Colloquium March 23
Date: Friday March 23
Time: 16:00 to 17:00
Place: 455 McBryde (Commons Room)
Speaker: Nghiem Nguyen of Perdue Univ
Title: Stability of Solitary Waves
Abstract
Consider a body of water of finite depth under the influence of
gravity, bounded below by a flat, impermeable surface. If viscous and
surface tension effects are ignored, and assuming that the flow is
incompressible and irrotational, the fluid motion is governed by the
Euler equations together with suitable boundary conditions on the
rigid surfaces and on the air-water interface. However, in many
practical engineering situations, the full Euler equations appear far
more complex than are necessary for the modeling purpose at hand.
Consequently, quite a few other approximate models have been proposed
for usage when certain restricted physical regimes are satisfied. A
regime that arises in practical situations is that of waves in a
channel of approximately constant depth h that are uniform across the
channel, and which are small amplitude and long wavelength, and such
that the associated nonlinear and dispersive effects are balanced.

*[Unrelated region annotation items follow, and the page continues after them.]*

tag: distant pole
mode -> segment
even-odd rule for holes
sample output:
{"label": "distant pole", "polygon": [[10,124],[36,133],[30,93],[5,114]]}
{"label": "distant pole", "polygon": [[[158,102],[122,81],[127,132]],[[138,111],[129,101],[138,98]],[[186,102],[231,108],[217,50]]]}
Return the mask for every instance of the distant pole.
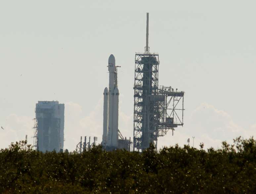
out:
{"label": "distant pole", "polygon": [[147,28],[146,29],[146,51],[149,51],[149,13],[147,13]]}
{"label": "distant pole", "polygon": [[193,138],[193,147],[194,147],[194,139],[195,139],[194,136],[192,137]]}

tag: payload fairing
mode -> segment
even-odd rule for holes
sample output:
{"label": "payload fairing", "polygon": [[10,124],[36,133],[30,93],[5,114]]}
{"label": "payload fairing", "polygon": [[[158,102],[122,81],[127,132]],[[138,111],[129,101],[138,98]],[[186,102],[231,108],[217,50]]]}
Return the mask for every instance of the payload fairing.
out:
{"label": "payload fairing", "polygon": [[111,54],[108,58],[109,72],[108,89],[104,90],[103,133],[103,146],[107,149],[116,148],[118,144],[118,109],[119,91],[115,57]]}

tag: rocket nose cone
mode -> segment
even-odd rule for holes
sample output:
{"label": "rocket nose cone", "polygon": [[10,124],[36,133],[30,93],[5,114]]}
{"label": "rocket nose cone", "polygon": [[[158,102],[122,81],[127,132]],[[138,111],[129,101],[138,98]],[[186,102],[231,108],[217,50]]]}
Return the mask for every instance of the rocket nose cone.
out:
{"label": "rocket nose cone", "polygon": [[106,93],[108,93],[108,89],[107,89],[107,87],[106,87],[105,88],[105,89],[104,90],[104,93],[105,94]]}
{"label": "rocket nose cone", "polygon": [[114,65],[115,64],[115,57],[112,54],[110,55],[109,57],[108,57],[108,64],[109,64],[109,63]]}

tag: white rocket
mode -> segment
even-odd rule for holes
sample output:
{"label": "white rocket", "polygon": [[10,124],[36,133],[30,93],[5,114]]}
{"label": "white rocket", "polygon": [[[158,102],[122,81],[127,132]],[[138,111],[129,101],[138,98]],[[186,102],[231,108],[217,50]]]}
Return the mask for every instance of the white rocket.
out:
{"label": "white rocket", "polygon": [[118,105],[119,91],[117,88],[117,72],[115,57],[108,58],[109,85],[104,90],[103,133],[102,145],[116,147],[118,142]]}

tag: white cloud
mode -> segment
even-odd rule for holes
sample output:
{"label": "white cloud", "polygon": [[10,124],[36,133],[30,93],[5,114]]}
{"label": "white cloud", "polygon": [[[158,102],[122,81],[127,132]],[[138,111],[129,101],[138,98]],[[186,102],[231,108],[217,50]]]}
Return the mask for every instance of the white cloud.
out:
{"label": "white cloud", "polygon": [[[90,136],[91,138],[97,137],[97,143],[100,143],[103,131],[103,98],[98,101],[94,109],[86,116],[83,114],[82,107],[79,104],[67,102],[65,105],[64,148],[69,151],[74,150],[81,136],[83,140],[85,136]],[[132,140],[133,114],[128,115],[122,111],[121,106],[119,109],[119,130],[124,136],[130,137]],[[189,138],[190,138],[190,145],[192,146],[193,136],[195,137],[195,147],[199,148],[200,143],[203,142],[206,148],[211,146],[220,148],[222,141],[232,143],[233,139],[240,136],[248,138],[255,136],[256,131],[256,124],[252,125],[249,129],[244,129],[236,124],[228,113],[206,103],[200,105],[187,120],[185,118],[186,125],[176,129],[173,136],[170,131],[167,135],[159,138],[158,149],[165,146],[174,146],[176,143],[182,146],[187,144]],[[8,147],[11,142],[24,140],[26,134],[28,135],[28,144],[32,144],[32,119],[14,114],[9,115],[3,124],[4,130],[1,131],[2,140],[0,147]]]}
{"label": "white cloud", "polygon": [[158,145],[173,146],[178,143],[180,146],[187,144],[187,140],[190,138],[190,145],[192,144],[192,136],[195,137],[194,146],[199,148],[200,143],[204,143],[205,148],[221,147],[222,142],[229,143],[233,139],[241,136],[248,138],[255,133],[256,124],[249,129],[244,129],[232,119],[227,113],[219,110],[211,105],[202,103],[185,120],[184,127],[178,127],[171,136],[171,132],[164,137],[159,139]]}

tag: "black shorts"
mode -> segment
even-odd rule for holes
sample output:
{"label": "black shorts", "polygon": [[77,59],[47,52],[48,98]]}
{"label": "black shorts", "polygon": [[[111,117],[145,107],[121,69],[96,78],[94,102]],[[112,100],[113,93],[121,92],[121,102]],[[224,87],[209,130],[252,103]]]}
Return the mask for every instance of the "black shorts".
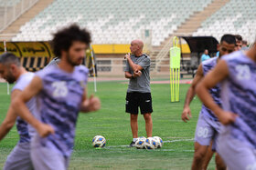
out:
{"label": "black shorts", "polygon": [[125,112],[137,115],[140,107],[141,114],[152,113],[152,97],[151,93],[127,93]]}

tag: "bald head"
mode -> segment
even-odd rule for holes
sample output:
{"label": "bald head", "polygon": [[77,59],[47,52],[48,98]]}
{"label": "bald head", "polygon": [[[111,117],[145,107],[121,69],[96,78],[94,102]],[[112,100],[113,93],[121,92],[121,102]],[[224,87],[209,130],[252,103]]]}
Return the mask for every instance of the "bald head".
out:
{"label": "bald head", "polygon": [[130,50],[135,55],[141,55],[144,49],[144,42],[142,40],[133,40],[131,43]]}
{"label": "bald head", "polygon": [[133,40],[132,44],[137,45],[142,50],[144,49],[144,42],[142,40]]}

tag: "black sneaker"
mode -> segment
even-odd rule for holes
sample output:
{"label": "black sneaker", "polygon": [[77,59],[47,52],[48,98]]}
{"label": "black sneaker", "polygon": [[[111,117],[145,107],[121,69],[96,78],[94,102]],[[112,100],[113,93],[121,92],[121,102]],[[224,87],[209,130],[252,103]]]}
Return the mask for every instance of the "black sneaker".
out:
{"label": "black sneaker", "polygon": [[135,142],[132,141],[129,147],[134,147],[135,146]]}

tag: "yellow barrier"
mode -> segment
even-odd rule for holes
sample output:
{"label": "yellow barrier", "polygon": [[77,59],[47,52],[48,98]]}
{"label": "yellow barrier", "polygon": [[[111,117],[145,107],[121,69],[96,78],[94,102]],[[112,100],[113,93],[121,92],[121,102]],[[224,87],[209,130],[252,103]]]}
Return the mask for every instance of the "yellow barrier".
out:
{"label": "yellow barrier", "polygon": [[[92,49],[95,54],[126,54],[130,53],[130,45],[92,45]],[[181,45],[181,53],[190,53],[187,44]]]}

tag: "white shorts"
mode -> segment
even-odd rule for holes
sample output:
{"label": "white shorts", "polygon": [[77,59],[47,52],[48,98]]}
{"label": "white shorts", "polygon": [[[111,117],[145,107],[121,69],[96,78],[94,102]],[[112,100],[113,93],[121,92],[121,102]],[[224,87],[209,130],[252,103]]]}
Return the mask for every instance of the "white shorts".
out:
{"label": "white shorts", "polygon": [[230,136],[229,131],[221,133],[217,142],[218,153],[229,170],[256,170],[256,150]]}
{"label": "white shorts", "polygon": [[33,170],[30,143],[18,143],[7,156],[4,170]]}
{"label": "white shorts", "polygon": [[67,170],[69,157],[64,157],[48,147],[38,145],[38,137],[34,136],[31,142],[31,159],[35,170]]}
{"label": "white shorts", "polygon": [[218,134],[219,133],[220,123],[209,117],[199,115],[196,134],[195,142],[201,145],[210,145],[213,140],[215,145]]}

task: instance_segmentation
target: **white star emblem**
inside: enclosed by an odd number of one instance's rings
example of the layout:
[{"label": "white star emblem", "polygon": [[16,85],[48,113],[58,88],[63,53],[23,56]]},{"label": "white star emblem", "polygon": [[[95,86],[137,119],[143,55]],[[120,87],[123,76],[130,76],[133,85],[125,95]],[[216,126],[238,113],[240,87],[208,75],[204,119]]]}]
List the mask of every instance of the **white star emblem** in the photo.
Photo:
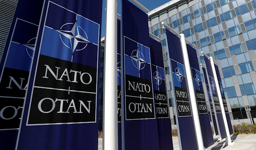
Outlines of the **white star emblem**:
[{"label": "white star emblem", "polygon": [[199,78],[199,76],[198,76],[197,74],[195,74],[195,80],[196,80],[196,83],[198,86],[199,86],[201,85],[200,83],[200,82],[201,82],[201,81],[200,81]]},{"label": "white star emblem", "polygon": [[213,90],[215,91],[215,85],[214,85],[213,81],[212,81],[212,82],[211,83],[211,85],[212,87],[212,88],[213,88]]},{"label": "white star emblem", "polygon": [[181,73],[182,72],[180,69],[177,67],[175,69],[175,74],[176,75],[176,78],[180,82],[182,81],[183,80],[183,77],[184,77],[184,76],[183,76]]},{"label": "white star emblem", "polygon": [[154,81],[155,83],[157,84],[158,86],[161,85],[162,83],[162,80],[163,79],[162,78],[161,74],[157,71],[155,71],[153,74],[153,78],[154,79]]},{"label": "white star emblem", "polygon": [[[68,30],[62,30],[61,29],[65,25],[73,24],[73,25],[71,29],[71,31]],[[79,29],[81,29],[81,31],[82,31],[85,34],[86,36],[86,37],[83,37],[80,34],[80,33],[79,32]],[[66,23],[63,25],[62,25],[61,27],[60,30],[56,30],[56,31],[60,33],[60,37],[62,43],[67,48],[71,49],[72,51],[72,53],[74,53],[75,51],[81,51],[84,49],[85,48],[86,46],[87,46],[87,45],[88,43],[90,43],[90,42],[87,39],[88,39],[88,37],[87,37],[87,34],[86,34],[86,33],[84,31],[84,30],[80,26],[78,25],[76,22],[75,23]],[[68,45],[67,45],[62,40],[62,38],[61,37],[61,35],[63,35],[64,37],[67,38],[70,40],[70,44],[71,45],[71,47],[70,47]],[[80,43],[86,43],[84,47],[83,48],[80,49],[76,49],[77,45]]]},{"label": "white star emblem", "polygon": [[[121,62],[117,63],[117,71],[121,74]],[[121,78],[121,76],[119,75],[118,73],[117,73],[117,76]]]},{"label": "white star emblem", "polygon": [[[28,55],[29,55],[29,56],[32,58],[33,56],[31,56],[30,55],[30,54],[29,54],[29,51],[28,50],[28,48],[29,48],[29,49],[34,51],[34,48],[35,48],[35,40],[34,42],[32,42],[32,41],[34,39],[36,39],[36,37],[34,37],[33,38],[32,38],[31,39],[30,39],[29,40],[29,41],[26,44],[23,44],[23,45],[25,46],[26,47],[26,51],[27,52],[27,54],[28,54]],[[33,43],[33,44],[32,44]]]},{"label": "white star emblem", "polygon": [[[135,55],[133,55],[135,53]],[[142,53],[138,49],[134,50],[131,52],[131,56],[130,57],[131,58],[132,63],[134,66],[139,70],[143,69],[145,67],[145,63],[147,62],[145,60],[145,57]]]}]

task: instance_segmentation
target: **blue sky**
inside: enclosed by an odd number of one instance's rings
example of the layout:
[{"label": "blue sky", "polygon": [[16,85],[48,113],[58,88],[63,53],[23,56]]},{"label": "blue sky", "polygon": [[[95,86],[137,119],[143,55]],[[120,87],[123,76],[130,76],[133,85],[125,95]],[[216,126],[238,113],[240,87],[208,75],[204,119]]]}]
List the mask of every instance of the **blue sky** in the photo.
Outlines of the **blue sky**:
[{"label": "blue sky", "polygon": [[[143,5],[149,11],[152,10],[166,3],[171,0],[137,0],[141,4]],[[106,21],[106,0],[103,0],[102,6],[102,26],[101,37],[104,36],[105,34],[105,22]],[[120,4],[121,0],[117,0],[117,13],[120,14]]]}]

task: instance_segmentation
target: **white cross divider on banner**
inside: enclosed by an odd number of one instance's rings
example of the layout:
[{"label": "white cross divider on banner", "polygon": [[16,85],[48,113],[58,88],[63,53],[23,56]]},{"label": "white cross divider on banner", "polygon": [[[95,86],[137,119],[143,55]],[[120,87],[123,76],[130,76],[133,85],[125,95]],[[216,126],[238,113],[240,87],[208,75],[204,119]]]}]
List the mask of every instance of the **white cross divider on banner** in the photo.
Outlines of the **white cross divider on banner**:
[{"label": "white cross divider on banner", "polygon": [[[217,89],[217,91],[218,95],[218,98],[219,99],[218,100],[219,101],[220,105],[220,108],[221,108],[221,113],[222,117],[223,118],[224,128],[225,128],[225,129],[226,130],[226,133],[227,134],[227,137],[226,138],[226,144],[229,145],[233,145],[235,144],[235,143],[233,142],[232,142],[231,141],[231,139],[230,138],[230,133],[229,129],[229,127],[228,127],[228,125],[227,123],[227,117],[226,116],[226,114],[225,113],[225,109],[224,108],[224,105],[223,105],[222,98],[221,97],[221,90],[220,88],[218,82],[218,77],[217,77],[217,73],[216,72],[216,70],[215,69],[215,67],[214,65],[214,62],[213,61],[213,59],[212,58],[212,57],[209,57],[208,55],[207,55],[206,54],[205,54],[203,51],[201,51],[201,53],[202,53],[203,56],[204,56],[204,57],[207,57],[209,59],[209,60],[210,61],[211,65],[212,67],[212,71],[213,74],[214,80],[215,80],[216,81],[216,82],[215,82],[215,84],[216,85],[216,87],[215,87],[215,88],[216,88]],[[206,69],[207,69],[207,66]],[[209,80],[208,80],[208,81],[209,81]]]}]

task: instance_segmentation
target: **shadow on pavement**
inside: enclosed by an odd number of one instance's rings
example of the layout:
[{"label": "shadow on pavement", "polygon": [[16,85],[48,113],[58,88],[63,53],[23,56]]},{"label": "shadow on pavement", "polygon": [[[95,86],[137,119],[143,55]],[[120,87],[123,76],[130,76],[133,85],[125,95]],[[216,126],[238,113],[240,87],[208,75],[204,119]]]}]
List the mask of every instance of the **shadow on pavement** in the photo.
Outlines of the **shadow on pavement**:
[{"label": "shadow on pavement", "polygon": [[[237,135],[233,135],[231,137],[231,141],[232,142],[235,141],[236,140],[236,139],[237,137]],[[225,140],[221,142],[220,142],[219,141],[218,142],[218,138],[214,139],[213,139],[213,140],[214,141],[214,143],[215,143],[215,144],[216,144],[216,143],[218,143],[218,144],[216,146],[215,146],[213,147],[212,148],[212,149],[211,149],[211,150],[220,150],[221,149],[221,148],[224,148],[227,146],[227,145],[225,145],[224,146],[224,147],[222,147],[223,146],[223,144],[224,143],[224,142],[226,142],[226,141],[225,141]]]}]

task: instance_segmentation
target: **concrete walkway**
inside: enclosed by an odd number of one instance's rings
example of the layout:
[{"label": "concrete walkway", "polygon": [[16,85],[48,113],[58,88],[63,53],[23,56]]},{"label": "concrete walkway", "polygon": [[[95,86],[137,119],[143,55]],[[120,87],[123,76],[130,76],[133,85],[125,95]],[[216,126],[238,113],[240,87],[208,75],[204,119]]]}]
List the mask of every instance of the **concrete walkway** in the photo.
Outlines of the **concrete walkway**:
[{"label": "concrete walkway", "polygon": [[[231,136],[233,145],[223,145],[225,139],[217,142],[218,136],[214,136],[215,143],[207,148],[207,150],[256,150],[256,134],[243,134]],[[174,150],[179,150],[177,137],[172,138]],[[102,139],[99,139],[99,150],[102,150]]]}]

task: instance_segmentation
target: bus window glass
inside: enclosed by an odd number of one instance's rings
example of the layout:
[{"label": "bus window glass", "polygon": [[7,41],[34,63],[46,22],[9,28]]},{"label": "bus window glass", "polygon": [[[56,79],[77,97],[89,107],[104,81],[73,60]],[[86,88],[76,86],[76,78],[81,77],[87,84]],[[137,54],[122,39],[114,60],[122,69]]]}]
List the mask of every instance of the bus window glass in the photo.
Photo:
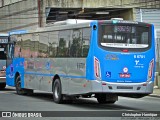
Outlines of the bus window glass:
[{"label": "bus window glass", "polygon": [[82,29],[72,30],[70,57],[82,57]]},{"label": "bus window glass", "polygon": [[83,29],[82,35],[82,57],[87,57],[90,46],[90,28]]},{"label": "bus window glass", "polygon": [[49,32],[49,57],[56,57],[59,31]]},{"label": "bus window glass", "polygon": [[71,46],[71,31],[59,31],[57,57],[69,57]]},{"label": "bus window glass", "polygon": [[102,25],[100,45],[113,48],[149,47],[149,27]]},{"label": "bus window glass", "polygon": [[49,46],[49,34],[47,32],[39,33],[38,57],[49,57],[48,46]]}]

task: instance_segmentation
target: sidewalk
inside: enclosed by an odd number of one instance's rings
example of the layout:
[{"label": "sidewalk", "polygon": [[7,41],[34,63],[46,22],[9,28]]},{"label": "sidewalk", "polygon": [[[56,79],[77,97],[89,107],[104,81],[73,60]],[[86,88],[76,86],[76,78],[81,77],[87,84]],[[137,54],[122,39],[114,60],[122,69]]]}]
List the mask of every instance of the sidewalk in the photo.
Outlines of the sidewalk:
[{"label": "sidewalk", "polygon": [[160,88],[154,88],[153,93],[150,94],[152,97],[160,97]]}]

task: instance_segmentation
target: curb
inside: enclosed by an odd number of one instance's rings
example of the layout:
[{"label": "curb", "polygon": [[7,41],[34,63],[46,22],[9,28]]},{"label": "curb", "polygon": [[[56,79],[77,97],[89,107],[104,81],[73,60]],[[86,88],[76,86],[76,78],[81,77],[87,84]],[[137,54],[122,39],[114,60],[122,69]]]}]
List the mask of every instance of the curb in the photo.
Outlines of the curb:
[{"label": "curb", "polygon": [[157,95],[157,94],[150,94],[150,95],[148,95],[148,96],[160,98],[160,95]]}]

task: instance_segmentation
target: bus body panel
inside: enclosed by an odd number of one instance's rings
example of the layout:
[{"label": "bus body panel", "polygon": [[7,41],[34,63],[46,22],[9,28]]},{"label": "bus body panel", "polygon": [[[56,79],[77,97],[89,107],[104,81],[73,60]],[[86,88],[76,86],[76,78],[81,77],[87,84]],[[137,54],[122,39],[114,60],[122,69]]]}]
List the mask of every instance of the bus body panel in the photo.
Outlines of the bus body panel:
[{"label": "bus body panel", "polygon": [[59,76],[62,94],[152,93],[155,72],[153,26],[151,48],[143,52],[104,50],[98,45],[98,21],[91,22],[90,26],[87,58],[14,58],[7,68],[7,84],[15,86],[15,75],[19,73],[21,87],[28,89],[52,92],[52,81]]},{"label": "bus body panel", "polygon": [[0,60],[0,83],[6,83],[6,60]]}]

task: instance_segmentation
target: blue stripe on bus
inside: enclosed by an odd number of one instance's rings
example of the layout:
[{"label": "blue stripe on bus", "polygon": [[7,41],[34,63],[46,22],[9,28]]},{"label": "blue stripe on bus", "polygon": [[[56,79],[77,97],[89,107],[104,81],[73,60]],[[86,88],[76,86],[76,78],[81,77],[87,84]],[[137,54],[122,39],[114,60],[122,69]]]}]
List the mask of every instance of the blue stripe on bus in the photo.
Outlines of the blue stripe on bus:
[{"label": "blue stripe on bus", "polygon": [[[37,76],[54,76],[55,74],[44,74],[44,73],[34,73],[34,72],[25,72],[25,74],[34,74]],[[86,76],[72,76],[72,75],[63,75],[59,74],[60,77],[63,78],[86,78]]]}]

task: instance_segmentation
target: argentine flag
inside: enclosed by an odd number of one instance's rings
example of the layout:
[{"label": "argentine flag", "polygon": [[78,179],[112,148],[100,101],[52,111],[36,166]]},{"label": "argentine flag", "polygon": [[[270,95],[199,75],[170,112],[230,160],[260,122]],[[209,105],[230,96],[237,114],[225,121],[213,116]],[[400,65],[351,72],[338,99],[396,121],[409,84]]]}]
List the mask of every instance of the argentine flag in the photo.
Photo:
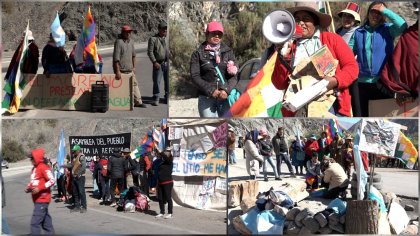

Several of those models possess a special class of solutions
known as solitary-wave solutions. Solitary waves are localized
nonlinear waves with remarkable stability properties, preserving their
identity even after undergoing complex interactions. In consequence of
this, and because the issue is interesting in its own right, the topic
of stability of solitary-wave solutions has attracted considerable
attention during the last three decades.
In this talk, stability of solitary-wave solutions to some of
these models will be discussed. Some of the results are joint works
with J. Albert, J. Bona, M. Chen, Y. Liu and S. Sun.